As numerous transaction records wait for analysis every day, a distributed computing platform is an urgent need. Traditional frameworks, such as MPI [23], do not support good failure tolerance. However, Parameter Server (PS) [34] supports a single point of failure, i.e., the failed instance can be restarted and recovered to the previous status automatically while other instances remain not affected. KunPeng system [69]

is self-developed by the company based on PS framework , where various machine learning algorithms are running simultaneously.

KunPeng supports data parallelism and model parallelism. As illustrated in Figure 6, it consists of server nodes and worker nodes, where server nodes store the model parameters while worker nodes are responsible for training. Pull and Push operations are defined between server and worker nodes for data exchange. Besides, communication also happens among server nodes.

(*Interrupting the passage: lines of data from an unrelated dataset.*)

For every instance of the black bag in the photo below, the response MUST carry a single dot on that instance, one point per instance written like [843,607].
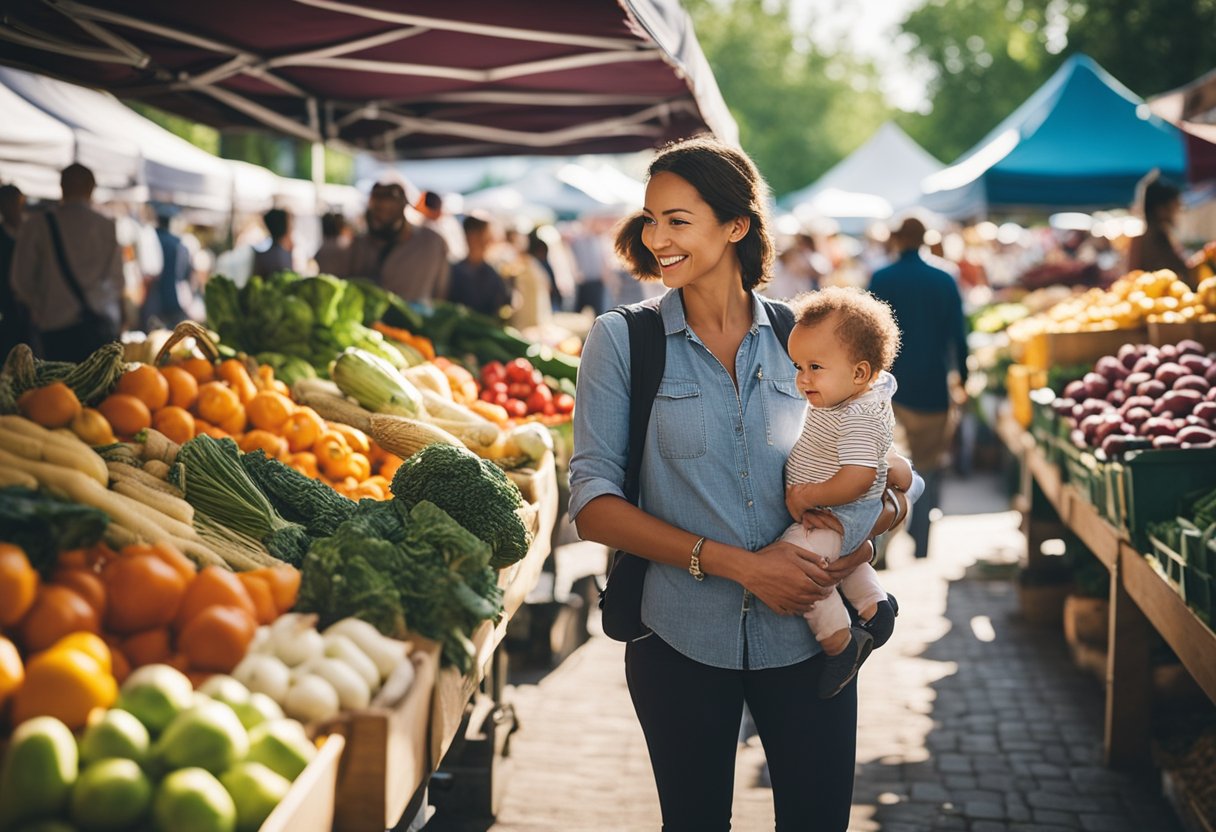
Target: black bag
[78,341]
[620,600]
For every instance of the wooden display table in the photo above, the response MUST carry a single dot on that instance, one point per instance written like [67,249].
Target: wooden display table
[1141,601]
[397,743]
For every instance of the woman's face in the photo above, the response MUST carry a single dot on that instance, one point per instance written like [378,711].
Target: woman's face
[685,236]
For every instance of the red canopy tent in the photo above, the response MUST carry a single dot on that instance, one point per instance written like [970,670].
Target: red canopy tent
[403,78]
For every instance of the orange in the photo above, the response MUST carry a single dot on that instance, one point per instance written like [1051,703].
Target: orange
[146,383]
[217,402]
[85,583]
[52,405]
[145,591]
[56,612]
[234,372]
[183,387]
[274,445]
[201,369]
[217,637]
[263,599]
[147,646]
[175,422]
[127,414]
[268,410]
[213,586]
[18,584]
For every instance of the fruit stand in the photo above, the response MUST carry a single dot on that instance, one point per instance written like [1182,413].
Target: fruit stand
[290,591]
[1121,457]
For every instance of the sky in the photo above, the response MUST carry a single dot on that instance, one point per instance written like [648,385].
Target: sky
[870,27]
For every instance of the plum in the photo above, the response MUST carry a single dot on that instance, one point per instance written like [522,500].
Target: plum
[1153,389]
[1195,364]
[1169,372]
[1206,411]
[1147,364]
[1192,383]
[1137,416]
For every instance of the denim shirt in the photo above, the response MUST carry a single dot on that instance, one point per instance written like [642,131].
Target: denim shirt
[713,465]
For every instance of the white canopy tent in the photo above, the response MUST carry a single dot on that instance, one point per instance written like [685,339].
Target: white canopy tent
[878,179]
[118,144]
[34,147]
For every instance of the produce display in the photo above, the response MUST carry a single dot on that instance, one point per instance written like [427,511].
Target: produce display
[1144,397]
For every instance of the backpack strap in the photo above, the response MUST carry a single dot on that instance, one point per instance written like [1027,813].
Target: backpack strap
[647,359]
[781,316]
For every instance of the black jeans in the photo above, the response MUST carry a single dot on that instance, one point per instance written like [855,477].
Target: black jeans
[691,712]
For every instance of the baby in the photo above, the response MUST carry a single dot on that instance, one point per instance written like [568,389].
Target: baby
[842,347]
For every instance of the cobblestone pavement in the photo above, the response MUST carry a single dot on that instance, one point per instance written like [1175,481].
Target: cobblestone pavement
[970,719]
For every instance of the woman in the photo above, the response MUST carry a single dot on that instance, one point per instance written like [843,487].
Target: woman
[724,421]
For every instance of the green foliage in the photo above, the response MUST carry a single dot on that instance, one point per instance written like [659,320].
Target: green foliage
[799,111]
[474,492]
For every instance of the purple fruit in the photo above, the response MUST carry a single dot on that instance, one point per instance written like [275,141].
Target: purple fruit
[1110,369]
[1147,364]
[1153,389]
[1206,411]
[1169,372]
[1158,426]
[1135,380]
[1195,364]
[1137,416]
[1192,383]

Based on KunPeng, we redesign NLR and classification algorithms, such as DW, S2V, LR, and GBDT. As an important part of DW, our reimplemented word2vec is involved in both worker and server nodes. Worker nodes receive the node sequences by Random walk algorithm. For every iteration, each worker first read a batch of sequence data and generate negative word list. The embeddings are then pulled from server nodes and are updated by gradient descent. Subsequently, the updated embeddings are uploaded to server nodes. On the other hand, server nodes are responsible for communication with workers in order to exchange embedding data. Server nodes first randomly initialize the embeddings and wait for the push requests from worker nodes. Once the push request is received, the corresponding embeddings are sent. After the update of each worker, server nodes pull the new embeddings and aggregate them by executing the model average operation.

4.4 MS and Ali-HBase

Figure 7: The architecture of Ali-HBase.
Figure 8: A graphical illustration of the datasets.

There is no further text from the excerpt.